Consider this: Citrix Session Reliability needs nearly 30 seconds to detect loss of connectivity to the server (e.g., because the device lost the WLAN connection and checked in at another access point). After detecting this, it initiates an attempt to reconnect. The reconnect itself may take 100 seconds or more in the worst case. If there is a well-behaving stateful firewall in between with a relatively low connection timeout configured (this is common to conserve resources), it may decide to gracefully close connection to the server because the client is no longer connected. When client’s Session Reliability algorithm finally reconnects to the firewall, and the firewall opens connection to Citrix again – Citrix no longer has a session for the client to reconnect to. The effect? The user will have to log on again. The solution? Set appropriately lengthy idle connection timeout values on the firewall, allowing the server to determine when to close an idle connection.

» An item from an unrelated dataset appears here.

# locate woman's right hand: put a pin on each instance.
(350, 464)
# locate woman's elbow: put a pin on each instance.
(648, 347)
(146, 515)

Controlling connectivity issues
A successful connection means that a TCP session has been established and data exchange occurred between client and server. It is important to distinguish such desired cases from situations where a connection is established, but no communication occurs and connection is eventually reset or closed by the server. Again, looking at TCP session flow from the application perspective is essential to understand real connectivity issues.
Network equipment needs to be configured with parameters that are reasonable for Citrix environments. For example, Citrix servers (or NetScalers) should allow connections to remain active for some time, even if the client disappears intermittently. Make sure the Network team is aware of these Citrix connectivity requirements, including the client throughput requirements.
The user’s interaction with the application is also important to understand.
- Unless we speak about kiosk-like point of presence for an application, Citrix should be configured to close inactive sessions for two reasons: security and conserving Citrix server resources. The end users should be aware that they may find their application gone when they return from a coffee break; that’s normal behavior.
- The application itself (e.g., SAP) will typically log off a user if a period of inactivity is detected. From an end user perspective it may look like “I have been disconnected again.” The combination of timeouts may cause a sequence of prompts that results in user frustration. For example, a user may reconnect a terminated Citrix session only to find an application window that says “your session has been closed due to inactivity, please log in again.”
Since we don’t expect end users to become experts at the subtleties of Citrix and application timeout values, it is important to configure these carefully. When the discussion comes down to analysis of specific network session behavior – network packet level evidence can be priceless. See Mike Hick’s blog post on power of this approach.
The benefits of a Citrix solution are well-understood, and in spite of seemingly significant complexity, understanding connectivity behavior is really a matter of visibility. Monitoring the activity and errors for all users at both the Citrix and application layers provides a unified perspective for understanding whether network quality and capacity issues exist or are imminent, and whether potential misconfigurations along the application delivery chain are affecting the user’s experience. Separating these from more traditional application delays is an important first step in performance analysis.